这天下午,我看着阿睦哥提早吃晚饭,知道他又要去守仓库了。我走过去叫他帮我放电影。他莫明其妙,问放什么电影。听我说明后,他答应了。
阿睦哥吃完饭,要到房间里准备,我拿上那几片玻璃马上跟了去。
他的房间很暗,他从床头摸出电筒,摁亮,将我的玻璃片搁在电筒前面,对着墙壁一照,只有明暗不同的影子,看不出我写的字画。他想了想,扭开电筒头再照,连影子都没了。他又想了想,取出电筒头里的反光镜,再把电筒头扭回去,再照,“嘿,有了!”我们俩几乎同时叫了起来。他又把玻璃往前后移动,终于找到了位置最适当的时候,那时墙上就能看出我写的字画来。虽然墨水太淡影子不够黑,中间比较清晰,越往外越模糊,写的字也歪歪斜斜,画的样子也不太像,更不会动起来,但总算能够看出它的轮廓来。

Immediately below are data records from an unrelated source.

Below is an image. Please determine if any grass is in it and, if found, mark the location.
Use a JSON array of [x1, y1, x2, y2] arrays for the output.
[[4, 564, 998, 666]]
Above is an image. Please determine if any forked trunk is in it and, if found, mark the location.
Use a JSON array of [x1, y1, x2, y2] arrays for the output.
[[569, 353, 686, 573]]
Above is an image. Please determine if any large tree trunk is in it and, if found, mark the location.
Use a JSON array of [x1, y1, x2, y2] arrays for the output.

阿睦哥问:“行了吧?”我笑着点点头,心中感到无比的满足。
之后,阿睦哥准备一番,背起长枪,握着电筒,上岗去了。
2010-8-20
镜头六 阿棠哥写美术字
快过年了,各家各户都在打扫房子。我们中议第大门口墙边两道贴对联的位置上,也不知被谁刷过一层石灰水,在青砖墙的衬托下,显得特别白亮。
这天,我看见阿棠哥在大门口忙着。
他搬来一张小桌子,放在那雪白的墙面前,然后取来尺子、铅笔,站在小桌子上,在那白色位置上打格子,划线条(那时还不懂是在写美术字)。我问他在做什么,他说:“写标语。”
划完线条,阿棠哥拿来一只碗,就从一个纸包里倒出一些暗红色的粉末,加些水,搅匀,碗里便成了红色的稀糊。我又问他那是什么,他说:“是土朱。”

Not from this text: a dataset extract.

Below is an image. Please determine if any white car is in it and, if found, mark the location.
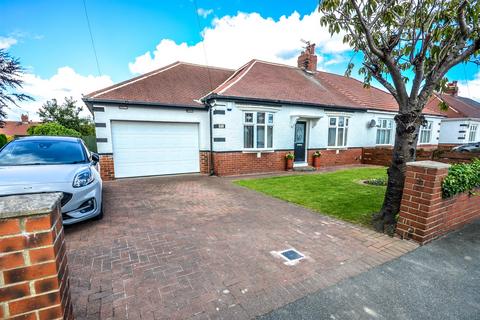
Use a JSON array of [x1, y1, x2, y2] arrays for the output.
[[0, 136, 103, 225]]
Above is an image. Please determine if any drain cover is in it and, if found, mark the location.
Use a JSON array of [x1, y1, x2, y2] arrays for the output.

他再调些水,看看合适,然后取出一支扁笔(那时不懂叫油画笔),沿着线条涂成红色。随着涂上的颜色,墙上一个一个的红字显现出来,左边是“抗美援朝”,右边是“保家衛國”。
写完了,他自己看了看,觉得满意,收拾起东西,走了。
此后,我很久没有见过阿棠哥,直到我到峰市中心小学读书时,才又见到他。
这条标语,一直保存了很久,到1998年移民时,都还有明显的痕迹。